La verdad es que Juanón se maravillaba: Nunca le había visto salir
a por ellas. -¿Como coño sabría tanto?- pensaba. Algunas veces,
cuando el Pacorro no estaba en el bar o no podía someterlas a su
“visto bueno”, se armaba de valor y se las comía; no sin antes
encomendarse al demonio y con cierto hormigueo en la boca del
estómago. Era de suponer que su ojo clínico no debía de ser del
todo malo, ya que, a pesar de algún grano intempestivo, continuaba
vivito y coleando.
Aquella
mañana y como para despegarse del mal comienzo que le habían dado
Pollo y el Cojo Lara, decidió salir. Había quedado en ir al Banco
de Empresa a ver a ese tal Juan María, pero la idea de una vuelta a
setas le atraía más y si ese tipejo tenía que esperar... ¡Que se
joda!.
Juanón
había tenido que recurrir a los calcetines más gordos que tenía.
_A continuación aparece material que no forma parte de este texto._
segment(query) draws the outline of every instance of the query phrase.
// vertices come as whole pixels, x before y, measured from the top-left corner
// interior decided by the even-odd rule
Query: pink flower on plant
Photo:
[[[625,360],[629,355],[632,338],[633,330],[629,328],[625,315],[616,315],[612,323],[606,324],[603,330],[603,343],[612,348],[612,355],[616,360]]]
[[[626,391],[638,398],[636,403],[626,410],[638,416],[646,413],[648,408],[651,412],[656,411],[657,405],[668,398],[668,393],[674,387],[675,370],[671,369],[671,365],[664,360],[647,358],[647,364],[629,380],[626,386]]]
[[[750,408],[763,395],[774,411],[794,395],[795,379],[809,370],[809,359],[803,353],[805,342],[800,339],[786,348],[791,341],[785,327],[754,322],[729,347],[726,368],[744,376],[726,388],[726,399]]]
-¡Hacía un frío del carajo!- y cuando se dirigía por el camino de
la era hacia el encinar, el suelo crujía bajo sus viejas “katiuscas”
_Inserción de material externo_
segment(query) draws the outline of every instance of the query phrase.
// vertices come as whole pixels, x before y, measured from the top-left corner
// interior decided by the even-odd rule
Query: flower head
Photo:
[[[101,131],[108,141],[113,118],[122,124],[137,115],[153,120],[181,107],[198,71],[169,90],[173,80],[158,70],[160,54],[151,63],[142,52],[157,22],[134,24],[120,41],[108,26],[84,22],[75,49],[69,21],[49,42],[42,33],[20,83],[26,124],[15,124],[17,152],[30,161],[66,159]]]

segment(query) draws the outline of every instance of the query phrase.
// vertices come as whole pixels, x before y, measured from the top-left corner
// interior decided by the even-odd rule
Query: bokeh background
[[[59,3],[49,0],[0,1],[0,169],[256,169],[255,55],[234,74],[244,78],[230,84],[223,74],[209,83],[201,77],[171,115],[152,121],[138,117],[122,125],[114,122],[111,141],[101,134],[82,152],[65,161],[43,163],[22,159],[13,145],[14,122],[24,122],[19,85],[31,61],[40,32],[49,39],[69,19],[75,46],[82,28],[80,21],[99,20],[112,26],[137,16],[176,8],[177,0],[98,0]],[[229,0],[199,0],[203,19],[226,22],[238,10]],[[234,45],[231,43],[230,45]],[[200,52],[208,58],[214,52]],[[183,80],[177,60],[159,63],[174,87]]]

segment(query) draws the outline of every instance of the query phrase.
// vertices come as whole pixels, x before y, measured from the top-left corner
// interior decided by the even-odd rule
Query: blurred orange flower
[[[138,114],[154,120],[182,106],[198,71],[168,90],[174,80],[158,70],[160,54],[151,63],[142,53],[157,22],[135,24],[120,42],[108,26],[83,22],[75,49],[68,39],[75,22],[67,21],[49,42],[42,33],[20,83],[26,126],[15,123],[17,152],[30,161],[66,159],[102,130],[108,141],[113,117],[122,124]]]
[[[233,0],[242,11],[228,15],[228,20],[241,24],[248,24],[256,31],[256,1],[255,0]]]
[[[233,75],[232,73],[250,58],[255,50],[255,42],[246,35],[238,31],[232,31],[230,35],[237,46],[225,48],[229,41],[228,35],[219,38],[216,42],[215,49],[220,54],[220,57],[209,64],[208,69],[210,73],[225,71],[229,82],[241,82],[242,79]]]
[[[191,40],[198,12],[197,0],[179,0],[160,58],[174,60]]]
de goma negra y sus más que sobrepasados cien kilos. Un leve pero
rígido rebozado blanco lo cubría todo y junto a la ligera neblina
que se había pegado a las zonas de monte, daban al paisaje cierta
sensación de foto en blanco y negro. En cierta forma era de
agradecer, por que si la helada no hubiera hecho de las suyas,
estaría ya de barro hasta las rodillas.
Juanón
del Llano Pitillos más que andar mandaba sus pies a sujetar el
suelo; podría decirse que la ciencia física le impedía levantarlos
del piso cuanto en rigor pudiera considerarse decoroso, dando a sus
andares la cadencia de la aguja de un metrónomo para afinar pianos.
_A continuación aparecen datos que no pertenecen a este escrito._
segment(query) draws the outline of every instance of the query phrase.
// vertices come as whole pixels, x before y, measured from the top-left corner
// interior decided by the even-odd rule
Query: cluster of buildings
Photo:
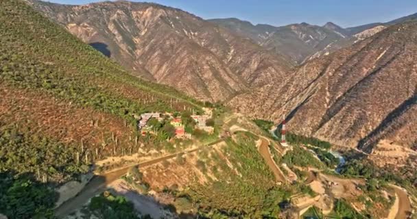
[[[209,108],[203,108],[204,114],[202,115],[197,115],[193,114],[191,117],[195,122],[195,128],[206,131],[209,133],[214,132],[214,128],[207,125],[207,120],[212,118],[212,110]],[[160,113],[160,112],[152,112],[152,113],[144,113],[141,114],[140,116],[134,115],[135,119],[139,120],[138,128],[140,130],[143,136],[146,135],[147,133],[152,133],[152,127],[148,125],[149,120],[154,118],[159,122],[163,122],[165,120],[169,120],[170,124],[175,128],[175,137],[177,138],[191,138],[191,134],[188,133],[185,131],[185,125],[183,124],[182,120],[180,118],[174,117],[172,114],[170,113]]]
De chico, mantuvo la insana costumbre de llevarse a la boca todo
aquello que su hambrienta consciencia considerara alimento y si
tenemos en cuenta que esta era de entendederas flexibles, no nos
extrañaría la cantidad de cosas que integraban esta lista; visto y
entendido lo cual, pudiera suponerse que su material constitución,
tras años y años de ingesta caótica y desesperada, estaría
compuesta de cualquier cosa menos de carnes humanas. Bajo el palio de
su boca podían pasar en procesión las hordas proteicas del Rey del
embutido y las mesnadas del pastelero, que todas eran bien recibidas;
por supuesto enjuagado en cualquier líquido que no supiera a
podredumbre o fuera de natural venenoso o corrosivo. Su padre, que
alguien, - seguro – tendrá en su seno, profetizaba sin recato la
eclosión violenta de su vástago… “Dios quiera que no pille a
nadie cerca”, decía entre las inconscientes risas de sus
contertulios de taberna. Juanón nunca tuvo miedo salvo del estómago
vacío; de eso se preocuparon los hados, su padre y un recatado
sentido del gasto. Cuanto más dispuesto estaba su cuerpo a recibir
pitanza menos lo estaba su bolsillo a soltar dineros, que ya su
profético progenitor advirtiole que “la antesala de las tripas
huecas son las arcas secas” y tomó por los cuernos el dicho
llevándolo hasta sus últimas consecuencias.
Una
vez muertos padre y madre - de vergüenza dicen algunos –los
avatares hereditarios le hicieron partícipe de un rosario de
negocietes que, si bien, no parecían nada del otro barrio, si
dejaban caer un generoso e indeterminado goteo de ganancias en la
bolsa de su orondo propietario. Sin embargo, esta supuesta
benevolencia económica no cambió ni un ápice la miseria que
rodeaba su extensa humanidad. Su aliño indumentario más hubiera
debido serlo de una ensalada, de grasa que lo empapaba. Su casa
no era un lugar habitable sino de merodeo de lo desierto del lugar:
Mesa, silla, camastro y otra vez la sempiterna mugre que todo lo
cubría… Y su carácter… ¡Vaya carácter! Un tallo de rosal
pasado a contrapelo no haría tanto daño como una mirada suya
sazonada con su voz de grulla en vuelo. Sobre su nariz, apuntada de
rojo, sujetábanse una gafas de concha de las de antes, sin brillo,
con la patilla forrada de esparadrapo cual parihuela de rata pobre;
tras ellas, unos ojos encendidos de mísera inteligencia separados
por un fruncido entrecejo que servía de puente a una hilera de
hormigas negras que unían una ceja con la otra; todo ello orlado de
una mata de pelo que a fuerza de cortes “al uno”, tenía la
consistencia de un cepillo de cerdas y un color a medias entre el
negro y el gris enfermizo de su cuero cabelludo.